Space Vehicles XVI programme a ‘small part to a larger solution’
The Air Force Research Laboratory (AFRL) is investigating the use of low Earth orbit satellites to extend the range of the Link 16 tactical datalink, with a critical design review scheduled for October.
The Space Vehicles XVI programme is currently at the proof of concept stage, which involves integrating a payload within a commercial satellite for a low-cost technology demonstration.
'XVI is a commercially-provided cube sat that we'll be hosting Link 16 from space,' 2nd Lt Shawn Hamel, the mission manager for the XVI programme, told Shephard.
'And what we are looking to do is show how a commercially-provided bus can be integrated with the Department of Defense payload for a low cost technology demonstration. And specifically we're looking to demonstrate the use of Link 16 from low earth orbit.'
Hamel said that one of the main goals of the project was ‘to show that there are no changes needed to the terrestrial terminals’, and that the AFRL was looking to ‘see what the uses are for Link 16 from space’.
With Link 16 migrating towards infantry use, technologies that overcome Link 16’s limitation of needing line of sight to communicate are proving attractive to the US and its allies.
The programme is currently aiming to test at low Earth orbit, as this is where radiation levels from the sun are lowest. This will help to prevent damage to some of the technology within the payload.
With the Pentagon looking at technologies that enable multi-domain operations, the Space Vehicles XVI programme is a ‘small part to a larger solution’.
However Hamel noted: ‘I really wouldn’t be able to speak to what that larger solution is. That’s a matter of our operational users and how they want to interpret the technology that we explore.’

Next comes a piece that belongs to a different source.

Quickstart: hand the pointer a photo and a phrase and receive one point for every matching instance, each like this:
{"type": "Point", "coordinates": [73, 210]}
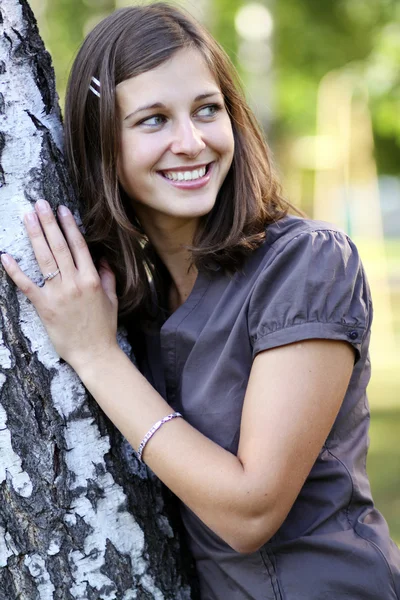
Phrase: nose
{"type": "Point", "coordinates": [187, 139]}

Having awarded a 22 month contract to Viasat in February, AFRL carried out the preliminary design review in July, with critical design review coming up in October. After this AFRL will start testing on integration of the payload, before finally moving on to working on the spacecraft themselves.
In a press release in May, Viasat announced that the company's Link 16-capable LEO satellite was designed to fit the Viasat Hybrid Adaptive Network (HAN) satellite communications (SATCOM) concept.
'The HAN architecture will allow users to operate across commercial and government SATCOM networks and multiple orbital regimes, creating an end-to-end multi-layered solution resilient to network congestion, intentional and unintentional interference and cyber threats – even in highly-contested environments,' the company said.